“You described the situation with your team like a rubber band. Your team is stretched, trying to deal with the problem,” I said, “what do you think the problem is?”
“The problem is that we are behind schedule,” Deana stated flatly.
“What if I told you the problem with the team has nothing to do with the schedule?” I proposed.
“What do you mean? That’s the problem, the ops manager is manipulating the schedule so it looks like we are on-time when we are behind.”
“So, you are on the side of the project manager?”
“Yes.

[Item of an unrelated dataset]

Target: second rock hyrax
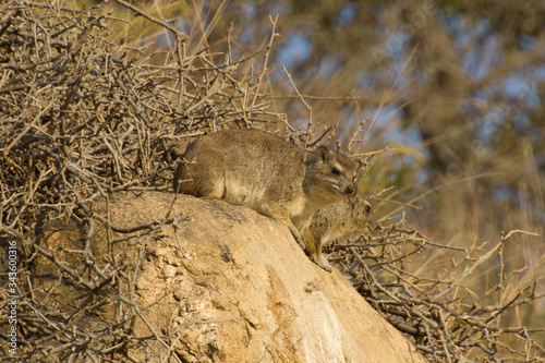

I mean, outside the meeting, without the ops manager, everyone on the team talked about it, and the truth is, the ops manager is manipulating the schedule,” Deana insisted.
“The truth?”
“Well, yeah, I wanted to check with other team members, get my facts straight and that’s what everybody thinks. When the project manager brought it up in the meeting, that is exactly the way he said it. He told the ops manager straight to his face, ‘Everyone in here thinks you manipulated the schedule.’ I don’t think he would say that unless it was the truth.”
“There’s that truth word again,” I smiled.
—
This is the story of a team in the classic struggle of BAMs. BAMs is the mental state of any group that drives its behavior. BAMs is in one of two states, work or non-work.
- Work Mode vs. Non-Work Mode
- Rational vs. Irrational
- Scientific vs. Unscientific
- Cooperative vs. Collusive
- Controlled vs. Uncontrolled
- Conscious vs. Unconscious
Deana’s team has a problem. In a classic move of non-work, the team mis-identifies the problem. The team does not have to deal with the real problem if it can create the appearance of working a different problem. The problem you solve is the problem you name. The team named the wrong problem.
I woke up this morning in a cold sweat. This is not the story of a team (your team). This is the story of a nation. This is the story of a nation in BAMs. Has the nation named the wrong problem?